Alberto Costa e Silva

Há alguns meses, contei por aqui um episódio. Um dia, numa intervenção pública que proferi no Rio de Janeiro, no início das minhas funções no Brasil, afirmei que era chegado o tempo de abandonarmos a retórica nas relações bilaterais e passarmos a preenchê-las com a substância do relacionamento humano, cultural e económico desses novos tempos. No final dessa minha fala, o antigo embaixador brasileiro em Portugal, Alberto Costa e Silva, aproximou-se de mim e disse: "Não despreze a retórica, Francisco. Ela tem sido historicamente essencial ao nosso relacionamento bilateral. Foi ela a "almofada" de afetividade que permitiu sustentar as nossas relações, quando as coisas correram mal". Tomei nota dessa observação e, com os anos, vim a dar plena razão àquele nosso amigo.
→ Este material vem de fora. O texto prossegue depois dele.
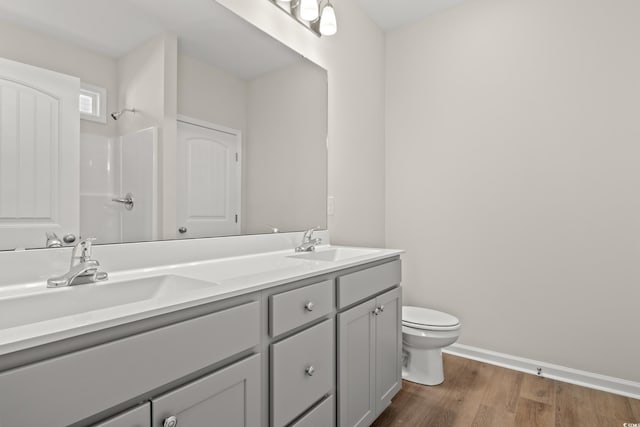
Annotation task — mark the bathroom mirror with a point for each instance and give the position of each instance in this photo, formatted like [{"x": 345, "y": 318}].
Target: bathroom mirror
[{"x": 138, "y": 120}]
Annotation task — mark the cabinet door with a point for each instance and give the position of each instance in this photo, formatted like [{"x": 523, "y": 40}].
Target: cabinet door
[
  {"x": 136, "y": 417},
  {"x": 356, "y": 366},
  {"x": 388, "y": 348},
  {"x": 229, "y": 397}
]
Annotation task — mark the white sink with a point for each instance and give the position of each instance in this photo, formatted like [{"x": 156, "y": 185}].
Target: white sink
[
  {"x": 334, "y": 254},
  {"x": 51, "y": 304}
]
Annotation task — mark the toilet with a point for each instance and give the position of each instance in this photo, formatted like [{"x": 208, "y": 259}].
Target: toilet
[{"x": 425, "y": 333}]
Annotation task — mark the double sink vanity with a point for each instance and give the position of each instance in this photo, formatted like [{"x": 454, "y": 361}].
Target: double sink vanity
[{"x": 269, "y": 338}]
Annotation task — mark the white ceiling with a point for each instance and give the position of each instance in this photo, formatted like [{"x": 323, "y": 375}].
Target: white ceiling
[
  {"x": 204, "y": 29},
  {"x": 392, "y": 14}
]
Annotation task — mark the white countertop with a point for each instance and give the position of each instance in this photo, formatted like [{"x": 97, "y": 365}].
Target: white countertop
[{"x": 229, "y": 277}]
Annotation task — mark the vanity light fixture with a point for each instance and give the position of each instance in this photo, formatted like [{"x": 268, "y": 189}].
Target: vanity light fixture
[
  {"x": 317, "y": 15},
  {"x": 309, "y": 10}
]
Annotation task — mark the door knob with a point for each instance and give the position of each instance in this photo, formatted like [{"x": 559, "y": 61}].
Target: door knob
[
  {"x": 171, "y": 421},
  {"x": 127, "y": 201}
]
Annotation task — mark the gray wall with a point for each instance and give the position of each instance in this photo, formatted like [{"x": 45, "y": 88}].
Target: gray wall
[{"x": 513, "y": 141}]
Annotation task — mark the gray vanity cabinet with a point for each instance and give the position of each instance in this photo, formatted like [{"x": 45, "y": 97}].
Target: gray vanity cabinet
[
  {"x": 136, "y": 417},
  {"x": 356, "y": 365},
  {"x": 230, "y": 397},
  {"x": 369, "y": 358}
]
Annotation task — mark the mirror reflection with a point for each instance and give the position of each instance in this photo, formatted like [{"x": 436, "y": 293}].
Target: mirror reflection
[{"x": 137, "y": 120}]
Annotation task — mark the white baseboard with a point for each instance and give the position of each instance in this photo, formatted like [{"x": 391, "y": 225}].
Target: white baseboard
[{"x": 548, "y": 370}]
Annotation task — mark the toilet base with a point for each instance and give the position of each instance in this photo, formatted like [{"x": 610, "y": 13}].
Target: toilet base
[{"x": 423, "y": 366}]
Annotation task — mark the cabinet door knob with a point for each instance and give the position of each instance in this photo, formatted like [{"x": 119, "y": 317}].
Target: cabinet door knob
[{"x": 171, "y": 421}]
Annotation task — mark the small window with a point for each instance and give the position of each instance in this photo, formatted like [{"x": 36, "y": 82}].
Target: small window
[{"x": 93, "y": 103}]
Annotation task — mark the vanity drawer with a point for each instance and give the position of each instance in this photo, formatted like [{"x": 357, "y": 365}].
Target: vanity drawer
[
  {"x": 362, "y": 284},
  {"x": 323, "y": 415},
  {"x": 72, "y": 387},
  {"x": 136, "y": 417},
  {"x": 291, "y": 309},
  {"x": 302, "y": 371}
]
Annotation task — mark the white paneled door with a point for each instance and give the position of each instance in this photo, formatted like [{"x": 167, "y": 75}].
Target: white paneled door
[
  {"x": 208, "y": 171},
  {"x": 39, "y": 155}
]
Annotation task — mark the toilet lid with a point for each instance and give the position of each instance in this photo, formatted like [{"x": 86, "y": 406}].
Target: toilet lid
[{"x": 427, "y": 317}]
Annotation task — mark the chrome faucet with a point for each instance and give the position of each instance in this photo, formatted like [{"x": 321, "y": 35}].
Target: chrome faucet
[
  {"x": 308, "y": 243},
  {"x": 83, "y": 269}
]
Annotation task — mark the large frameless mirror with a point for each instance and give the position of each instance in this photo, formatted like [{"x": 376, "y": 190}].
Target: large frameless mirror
[{"x": 138, "y": 120}]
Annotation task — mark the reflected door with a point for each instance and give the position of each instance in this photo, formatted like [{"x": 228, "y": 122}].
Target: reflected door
[
  {"x": 208, "y": 171},
  {"x": 39, "y": 155}
]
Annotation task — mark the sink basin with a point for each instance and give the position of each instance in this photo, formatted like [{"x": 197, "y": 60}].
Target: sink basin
[
  {"x": 334, "y": 254},
  {"x": 54, "y": 303}
]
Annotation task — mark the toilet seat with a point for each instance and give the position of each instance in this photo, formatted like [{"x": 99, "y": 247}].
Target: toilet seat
[{"x": 427, "y": 319}]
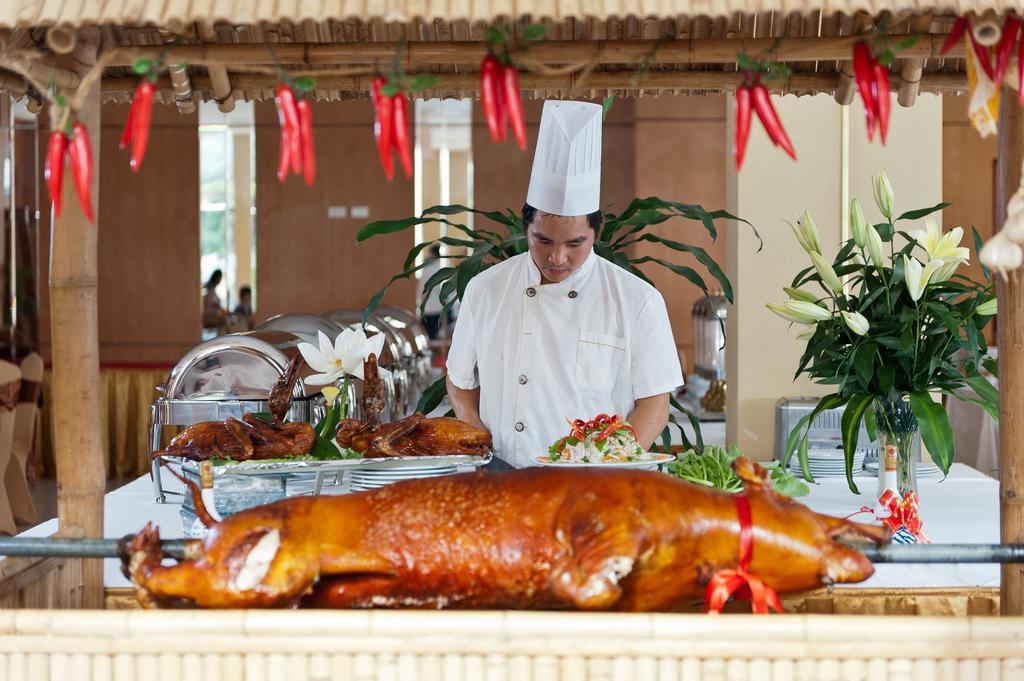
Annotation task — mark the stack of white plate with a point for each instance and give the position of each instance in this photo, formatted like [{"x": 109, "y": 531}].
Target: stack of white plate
[
  {"x": 827, "y": 463},
  {"x": 368, "y": 478},
  {"x": 926, "y": 470}
]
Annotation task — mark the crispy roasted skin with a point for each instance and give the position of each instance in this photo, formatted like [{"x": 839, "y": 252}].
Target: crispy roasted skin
[
  {"x": 588, "y": 539},
  {"x": 250, "y": 438},
  {"x": 415, "y": 435}
]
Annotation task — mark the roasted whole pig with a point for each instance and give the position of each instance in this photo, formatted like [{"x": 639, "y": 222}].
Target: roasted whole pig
[
  {"x": 250, "y": 437},
  {"x": 541, "y": 538},
  {"x": 415, "y": 435}
]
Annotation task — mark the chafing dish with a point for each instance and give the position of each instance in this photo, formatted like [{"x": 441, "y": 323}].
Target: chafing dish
[
  {"x": 409, "y": 326},
  {"x": 230, "y": 376}
]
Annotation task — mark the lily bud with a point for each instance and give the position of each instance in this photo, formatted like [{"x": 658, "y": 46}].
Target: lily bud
[
  {"x": 857, "y": 323},
  {"x": 916, "y": 278},
  {"x": 875, "y": 246},
  {"x": 987, "y": 308},
  {"x": 858, "y": 225},
  {"x": 800, "y": 294},
  {"x": 800, "y": 311},
  {"x": 883, "y": 195},
  {"x": 810, "y": 231},
  {"x": 826, "y": 272}
]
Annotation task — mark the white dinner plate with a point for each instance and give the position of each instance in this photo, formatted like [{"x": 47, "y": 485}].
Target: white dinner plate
[{"x": 652, "y": 463}]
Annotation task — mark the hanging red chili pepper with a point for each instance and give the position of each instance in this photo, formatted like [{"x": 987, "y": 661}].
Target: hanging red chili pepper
[
  {"x": 80, "y": 154},
  {"x": 383, "y": 121},
  {"x": 139, "y": 118},
  {"x": 863, "y": 73},
  {"x": 400, "y": 128},
  {"x": 513, "y": 103},
  {"x": 769, "y": 118},
  {"x": 954, "y": 35},
  {"x": 984, "y": 58},
  {"x": 742, "y": 131},
  {"x": 285, "y": 97},
  {"x": 491, "y": 98},
  {"x": 882, "y": 99},
  {"x": 1007, "y": 41},
  {"x": 306, "y": 129},
  {"x": 54, "y": 167}
]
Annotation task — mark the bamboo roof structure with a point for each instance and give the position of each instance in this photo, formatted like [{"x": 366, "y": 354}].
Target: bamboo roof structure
[{"x": 235, "y": 50}]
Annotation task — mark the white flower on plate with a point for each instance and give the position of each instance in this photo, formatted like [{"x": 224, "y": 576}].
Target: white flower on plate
[{"x": 344, "y": 357}]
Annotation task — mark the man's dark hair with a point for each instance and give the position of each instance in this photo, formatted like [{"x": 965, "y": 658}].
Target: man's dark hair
[{"x": 594, "y": 220}]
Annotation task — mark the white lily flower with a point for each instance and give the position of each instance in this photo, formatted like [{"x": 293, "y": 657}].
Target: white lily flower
[
  {"x": 884, "y": 198},
  {"x": 826, "y": 272},
  {"x": 918, "y": 278},
  {"x": 801, "y": 311},
  {"x": 858, "y": 323},
  {"x": 875, "y": 246},
  {"x": 800, "y": 294},
  {"x": 344, "y": 357},
  {"x": 858, "y": 225},
  {"x": 942, "y": 246}
]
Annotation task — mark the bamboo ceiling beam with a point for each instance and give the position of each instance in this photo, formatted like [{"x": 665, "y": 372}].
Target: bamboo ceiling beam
[
  {"x": 658, "y": 80},
  {"x": 421, "y": 53}
]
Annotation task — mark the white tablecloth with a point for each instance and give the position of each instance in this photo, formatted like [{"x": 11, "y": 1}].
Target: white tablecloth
[{"x": 965, "y": 508}]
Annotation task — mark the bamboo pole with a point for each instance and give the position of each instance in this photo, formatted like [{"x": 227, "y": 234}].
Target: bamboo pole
[
  {"x": 78, "y": 438},
  {"x": 1011, "y": 344},
  {"x": 418, "y": 53},
  {"x": 468, "y": 83}
]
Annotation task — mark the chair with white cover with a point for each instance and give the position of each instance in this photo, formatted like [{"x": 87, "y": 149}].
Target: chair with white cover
[
  {"x": 10, "y": 385},
  {"x": 15, "y": 480}
]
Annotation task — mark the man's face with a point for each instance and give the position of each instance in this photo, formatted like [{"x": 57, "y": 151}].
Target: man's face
[{"x": 558, "y": 245}]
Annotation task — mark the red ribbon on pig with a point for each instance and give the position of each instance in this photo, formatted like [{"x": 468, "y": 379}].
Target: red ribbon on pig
[
  {"x": 903, "y": 513},
  {"x": 739, "y": 583}
]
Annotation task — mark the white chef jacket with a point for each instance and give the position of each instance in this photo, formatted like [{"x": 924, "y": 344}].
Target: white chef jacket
[{"x": 546, "y": 354}]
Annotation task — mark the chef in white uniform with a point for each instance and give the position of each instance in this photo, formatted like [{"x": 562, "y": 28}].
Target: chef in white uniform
[{"x": 559, "y": 333}]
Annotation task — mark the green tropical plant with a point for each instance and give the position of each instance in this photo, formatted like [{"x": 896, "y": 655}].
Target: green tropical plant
[
  {"x": 487, "y": 247},
  {"x": 893, "y": 331}
]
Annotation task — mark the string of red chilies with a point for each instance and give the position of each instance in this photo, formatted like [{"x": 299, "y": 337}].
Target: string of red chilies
[
  {"x": 753, "y": 95},
  {"x": 391, "y": 127},
  {"x": 501, "y": 99}
]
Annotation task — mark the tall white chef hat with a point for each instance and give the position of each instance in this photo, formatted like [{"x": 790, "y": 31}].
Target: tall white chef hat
[{"x": 566, "y": 176}]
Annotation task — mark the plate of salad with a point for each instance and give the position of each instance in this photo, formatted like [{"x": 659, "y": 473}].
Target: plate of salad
[{"x": 605, "y": 440}]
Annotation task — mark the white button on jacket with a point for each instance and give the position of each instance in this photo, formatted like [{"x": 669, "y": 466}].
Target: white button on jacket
[{"x": 593, "y": 352}]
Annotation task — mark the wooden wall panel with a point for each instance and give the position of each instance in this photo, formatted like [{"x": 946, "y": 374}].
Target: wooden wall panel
[
  {"x": 148, "y": 242},
  {"x": 681, "y": 156},
  {"x": 306, "y": 262}
]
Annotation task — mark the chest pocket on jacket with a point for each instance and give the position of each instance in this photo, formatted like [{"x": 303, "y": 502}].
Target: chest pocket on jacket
[{"x": 598, "y": 358}]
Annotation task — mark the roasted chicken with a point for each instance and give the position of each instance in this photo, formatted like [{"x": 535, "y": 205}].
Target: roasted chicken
[
  {"x": 250, "y": 437},
  {"x": 415, "y": 435},
  {"x": 541, "y": 538}
]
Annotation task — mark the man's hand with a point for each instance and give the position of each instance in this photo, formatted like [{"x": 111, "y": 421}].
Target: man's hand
[
  {"x": 467, "y": 405},
  {"x": 649, "y": 417}
]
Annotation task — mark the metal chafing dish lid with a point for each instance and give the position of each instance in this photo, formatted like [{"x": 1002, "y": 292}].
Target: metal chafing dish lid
[
  {"x": 408, "y": 325},
  {"x": 238, "y": 367},
  {"x": 302, "y": 325},
  {"x": 395, "y": 345}
]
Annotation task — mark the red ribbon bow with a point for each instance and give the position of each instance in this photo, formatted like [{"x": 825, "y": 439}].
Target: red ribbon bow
[
  {"x": 903, "y": 513},
  {"x": 739, "y": 583}
]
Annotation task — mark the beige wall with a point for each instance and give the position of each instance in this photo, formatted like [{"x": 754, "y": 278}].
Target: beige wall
[
  {"x": 148, "y": 242},
  {"x": 306, "y": 262},
  {"x": 763, "y": 352}
]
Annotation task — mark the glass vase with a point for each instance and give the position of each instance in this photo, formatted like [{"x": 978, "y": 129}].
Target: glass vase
[{"x": 899, "y": 435}]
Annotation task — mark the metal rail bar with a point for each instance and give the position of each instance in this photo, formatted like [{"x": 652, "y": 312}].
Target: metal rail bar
[{"x": 892, "y": 553}]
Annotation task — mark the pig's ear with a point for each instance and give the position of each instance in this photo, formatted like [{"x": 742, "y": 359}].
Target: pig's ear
[{"x": 751, "y": 473}]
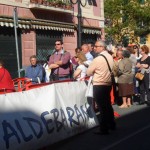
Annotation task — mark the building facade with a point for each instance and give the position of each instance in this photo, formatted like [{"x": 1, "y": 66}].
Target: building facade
[{"x": 40, "y": 23}]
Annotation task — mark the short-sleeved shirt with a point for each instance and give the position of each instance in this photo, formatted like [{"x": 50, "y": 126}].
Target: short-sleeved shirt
[
  {"x": 146, "y": 61},
  {"x": 83, "y": 72}
]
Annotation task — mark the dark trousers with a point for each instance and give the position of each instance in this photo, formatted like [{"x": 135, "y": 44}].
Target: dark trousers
[
  {"x": 102, "y": 97},
  {"x": 144, "y": 88}
]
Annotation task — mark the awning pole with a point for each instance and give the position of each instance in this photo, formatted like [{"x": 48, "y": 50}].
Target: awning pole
[{"x": 15, "y": 17}]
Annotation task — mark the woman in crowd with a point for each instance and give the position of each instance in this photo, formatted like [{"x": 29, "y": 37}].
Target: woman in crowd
[
  {"x": 6, "y": 83},
  {"x": 80, "y": 72},
  {"x": 47, "y": 70},
  {"x": 125, "y": 79},
  {"x": 143, "y": 67}
]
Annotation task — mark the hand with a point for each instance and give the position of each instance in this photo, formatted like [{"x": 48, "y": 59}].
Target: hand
[
  {"x": 28, "y": 80},
  {"x": 138, "y": 65},
  {"x": 53, "y": 66}
]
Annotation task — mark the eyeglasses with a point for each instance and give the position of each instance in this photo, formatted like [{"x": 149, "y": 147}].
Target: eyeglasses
[
  {"x": 97, "y": 46},
  {"x": 57, "y": 44}
]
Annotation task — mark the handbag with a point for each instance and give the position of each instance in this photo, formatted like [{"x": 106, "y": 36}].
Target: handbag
[
  {"x": 54, "y": 77},
  {"x": 89, "y": 90},
  {"x": 139, "y": 76}
]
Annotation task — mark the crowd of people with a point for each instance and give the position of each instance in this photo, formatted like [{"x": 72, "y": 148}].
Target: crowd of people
[{"x": 97, "y": 61}]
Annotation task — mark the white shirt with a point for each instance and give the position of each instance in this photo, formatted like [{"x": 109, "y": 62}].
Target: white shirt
[{"x": 47, "y": 72}]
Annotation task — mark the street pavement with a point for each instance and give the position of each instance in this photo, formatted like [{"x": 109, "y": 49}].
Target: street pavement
[{"x": 133, "y": 133}]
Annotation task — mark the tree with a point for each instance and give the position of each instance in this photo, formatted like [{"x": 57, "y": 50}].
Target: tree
[{"x": 126, "y": 19}]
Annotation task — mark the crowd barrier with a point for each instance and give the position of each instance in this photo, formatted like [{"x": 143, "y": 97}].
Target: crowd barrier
[{"x": 42, "y": 116}]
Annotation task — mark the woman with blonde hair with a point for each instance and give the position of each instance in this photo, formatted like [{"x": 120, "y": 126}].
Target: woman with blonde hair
[
  {"x": 80, "y": 72},
  {"x": 143, "y": 67},
  {"x": 125, "y": 79}
]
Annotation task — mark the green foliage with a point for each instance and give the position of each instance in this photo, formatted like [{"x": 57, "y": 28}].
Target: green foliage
[{"x": 127, "y": 18}]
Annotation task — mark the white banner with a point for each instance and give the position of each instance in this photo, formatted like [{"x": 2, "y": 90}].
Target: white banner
[{"x": 36, "y": 118}]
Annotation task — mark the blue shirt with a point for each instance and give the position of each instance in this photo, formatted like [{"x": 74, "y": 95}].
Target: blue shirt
[{"x": 35, "y": 72}]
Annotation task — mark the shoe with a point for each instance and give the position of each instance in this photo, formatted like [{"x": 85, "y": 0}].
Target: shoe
[
  {"x": 98, "y": 132},
  {"x": 148, "y": 103},
  {"x": 123, "y": 106},
  {"x": 141, "y": 103},
  {"x": 113, "y": 127}
]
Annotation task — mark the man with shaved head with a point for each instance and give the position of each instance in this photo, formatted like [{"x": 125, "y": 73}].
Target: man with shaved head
[{"x": 102, "y": 85}]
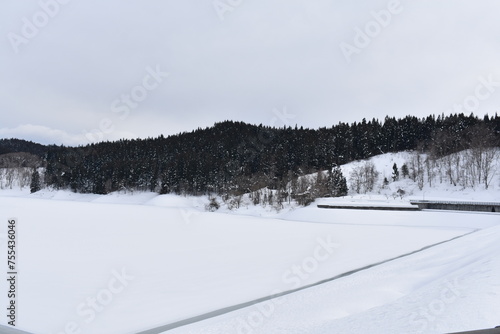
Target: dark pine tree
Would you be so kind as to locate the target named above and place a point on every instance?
(35, 181)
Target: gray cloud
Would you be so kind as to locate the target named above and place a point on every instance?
(263, 55)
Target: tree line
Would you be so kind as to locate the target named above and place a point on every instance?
(233, 158)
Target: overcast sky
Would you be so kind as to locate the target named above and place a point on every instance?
(78, 71)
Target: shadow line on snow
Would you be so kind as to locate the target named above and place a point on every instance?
(225, 310)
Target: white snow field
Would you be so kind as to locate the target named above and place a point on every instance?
(88, 264)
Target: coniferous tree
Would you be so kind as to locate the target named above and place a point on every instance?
(395, 172)
(35, 181)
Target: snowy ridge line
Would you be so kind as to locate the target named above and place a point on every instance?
(225, 310)
(455, 202)
(10, 330)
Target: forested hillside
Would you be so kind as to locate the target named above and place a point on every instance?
(232, 158)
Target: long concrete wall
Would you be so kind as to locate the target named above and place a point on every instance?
(458, 206)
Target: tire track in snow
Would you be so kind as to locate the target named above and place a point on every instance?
(225, 310)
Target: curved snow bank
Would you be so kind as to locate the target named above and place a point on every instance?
(450, 287)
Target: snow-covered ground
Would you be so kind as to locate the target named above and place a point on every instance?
(123, 263)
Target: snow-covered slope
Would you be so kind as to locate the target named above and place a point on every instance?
(89, 261)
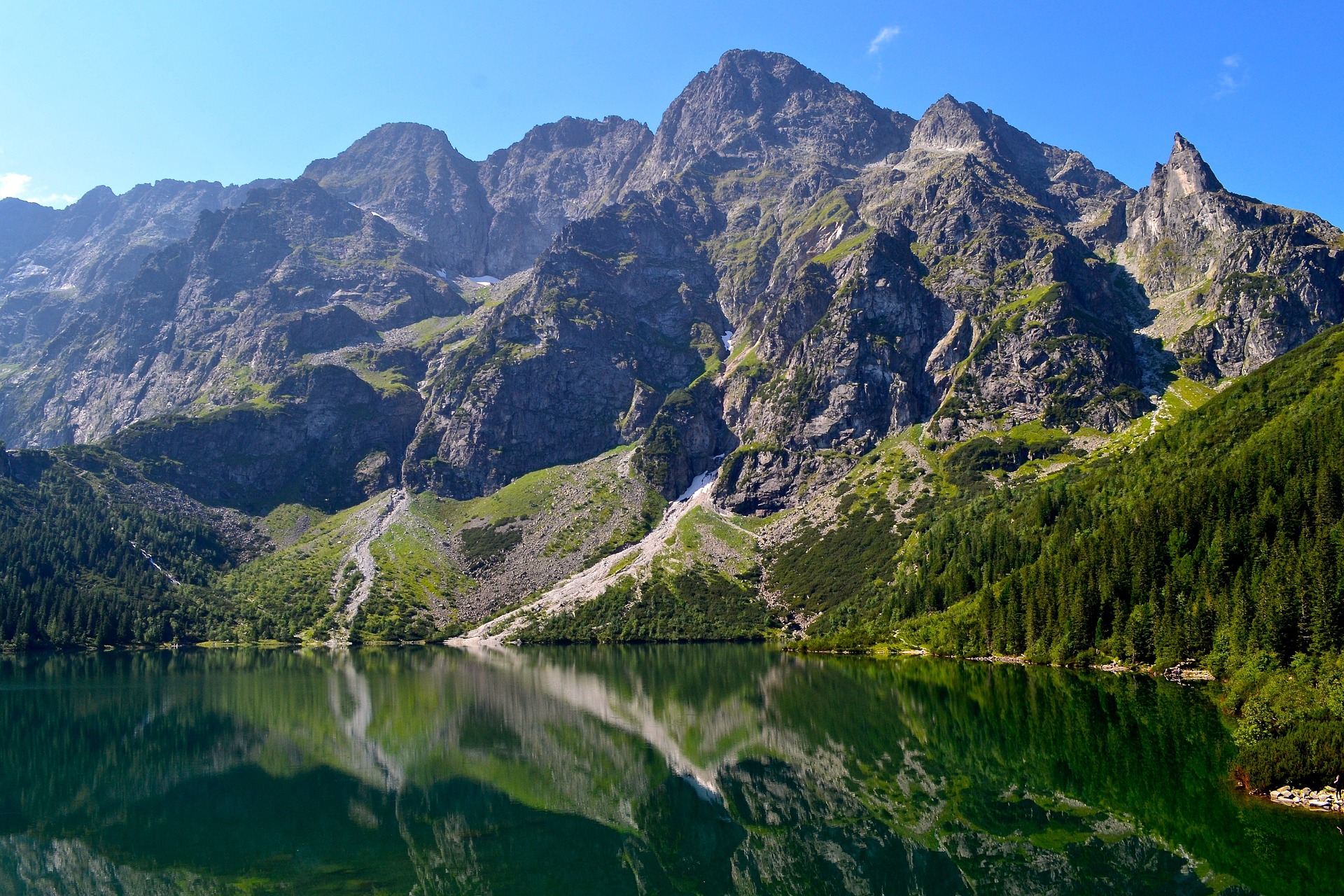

Há minutos, uma jornalista quis saber a minha opinião pelo facto de acabar de ser atribuído a Alberto Costa e Silva o "Prémio Camões". Fiquei imensamente satisfeito com a decisão, que distingue uma personalidade riquíssima da cultura brasileira, que é igualmente um bom amigo de Portugal e uma das figuras da intelectualidade brasileira que maior atenção tem dado às questões africanas. Se há alguém que pode, com legitimidade, ser visto como representando bem a lusofonia que está na matriz do Prémio Camões, essa figura é o meu amigo Alberto da Costa e Silva.

Um forte abraço, Alberto.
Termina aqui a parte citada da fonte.